Las aleyas se citan como sura:aleya. Los hadices, con su colección y número según las ediciones de referencia. Las traducciones son nuestras, cuidando el sentido del árabe.

  1. Corán 2:172 — «Comed de las cosas buenas que os hemos proveído».
  2. Corán 16:69 — la miel como sanación, ejemplo del interés islámico por las sustancias naturales.
  3. Ralph S. Hattox, "Coffee and Coffeehouses: The Origins of a Social Beverage in the Medieval Near East" (1985) — el estudio académico de referencia sobre el origen yemení del café.
  4. William H. Ukers, "All About Coffee" (1922) — historia general del café y su difusión a Europa.
  5. Antonio Escohotado, "Historia general de las drogas" — la llegada del café a España y a la Nueva España.

Preguntas frecuentes

¿Es cierto que un pastor de cabras descubrió el café?

Esa es la leyenda de Kaldi, un pastor etíope cuyas cabras se pusieron eufóricas al comer los frutos del cafeto. Es una historia bonita, contada por primera vez siglos después de los hechos, sin respaldo documental. Lo que sí está documentado es el uso del café como bebida por sufíes en Yemen hacia el siglo XV.

¿El café es haram, halal o makruh en el Islam?

El café es halal: no embriaga ni causa la pérdida de la razón, así que no entra en la prohibición del jamr (2:219; 5:90). De hecho, en el siglo XVI hubo intentos de prohibirlo en algunas ciudades otomanas por motivos sociales (las casas de café como lugar de reunión y crítica política), no por una prohibición religiosa del grano en sí; esas prohibiciones no prosperaron.

¿Por qué los sufíes tomaban café?

Para mantenerse despiertos durante las vigilias nocturnas de dhikr (recuerdo de Allah) y los estudios religiosos largos. El efecto estimulante de la cafeína encajaba con una práctica que ya existía: la oración y el recuerdo nocturnos que también recomienda la Sunnah del Profeta ﷺ.

¿De dónde viene la palabra "café"?

Del árabe *qahwah*, que pasó al turco otomano como *kahve*, de ahí al italiano *caffè* y al español "café". El nombre viajó con la bebida: primero por el Imperio otomano, después por las rutas comerciales venecianas hacia toda Europa.

¿Cómo llegó el café a México?

Mucho después que a Europa: los españoles preferían el chocolate americano y tardaron en adoptar el café. Llegó a la Nueva España a finales del siglo XVIII, primero como curiosidad de las clases altas y después como cultivo, cuando se trajeron plantas desde el Caribe a Veracruz, Oaxaca y Chiapas, regiones cafetaleras hasta hoy.

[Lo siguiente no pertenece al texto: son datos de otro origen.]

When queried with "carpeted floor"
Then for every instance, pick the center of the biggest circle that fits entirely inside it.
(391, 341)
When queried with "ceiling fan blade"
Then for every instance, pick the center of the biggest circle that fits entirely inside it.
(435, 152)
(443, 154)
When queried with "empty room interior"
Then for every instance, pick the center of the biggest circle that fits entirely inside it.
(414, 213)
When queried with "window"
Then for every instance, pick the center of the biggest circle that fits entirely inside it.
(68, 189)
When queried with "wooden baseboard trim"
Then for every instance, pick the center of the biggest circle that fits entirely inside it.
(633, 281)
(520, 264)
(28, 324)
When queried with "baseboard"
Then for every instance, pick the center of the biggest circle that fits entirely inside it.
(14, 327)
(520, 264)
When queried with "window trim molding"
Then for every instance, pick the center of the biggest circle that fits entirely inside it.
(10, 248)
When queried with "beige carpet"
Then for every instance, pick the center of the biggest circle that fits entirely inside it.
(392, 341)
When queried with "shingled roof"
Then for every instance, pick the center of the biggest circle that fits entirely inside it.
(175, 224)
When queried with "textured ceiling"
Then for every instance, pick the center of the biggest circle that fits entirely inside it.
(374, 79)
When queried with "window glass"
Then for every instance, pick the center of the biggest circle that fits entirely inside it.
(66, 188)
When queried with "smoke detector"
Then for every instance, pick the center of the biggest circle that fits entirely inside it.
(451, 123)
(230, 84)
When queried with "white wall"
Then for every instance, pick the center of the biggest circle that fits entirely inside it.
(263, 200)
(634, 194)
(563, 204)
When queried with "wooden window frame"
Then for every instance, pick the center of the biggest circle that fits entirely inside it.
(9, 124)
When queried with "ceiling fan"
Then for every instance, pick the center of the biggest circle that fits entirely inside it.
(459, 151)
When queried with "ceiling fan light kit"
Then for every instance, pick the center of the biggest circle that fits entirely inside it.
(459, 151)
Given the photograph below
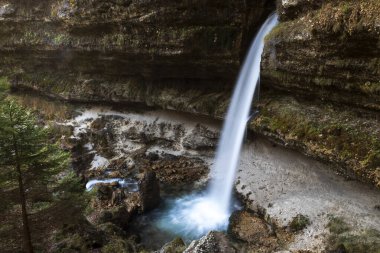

¿El cafeto es una planta árabe?

No: el cafeto es originario de Etiopía, en el cuerno de África, donde crece de forma silvestre. Lo que ocurrió en Yemen, al otro lado del mar Rojo, no fue domesticar la planta sino inventar la bebida: tostar el grano, molerlo y prepararlo como infusión. Esa es la aportación árabe real.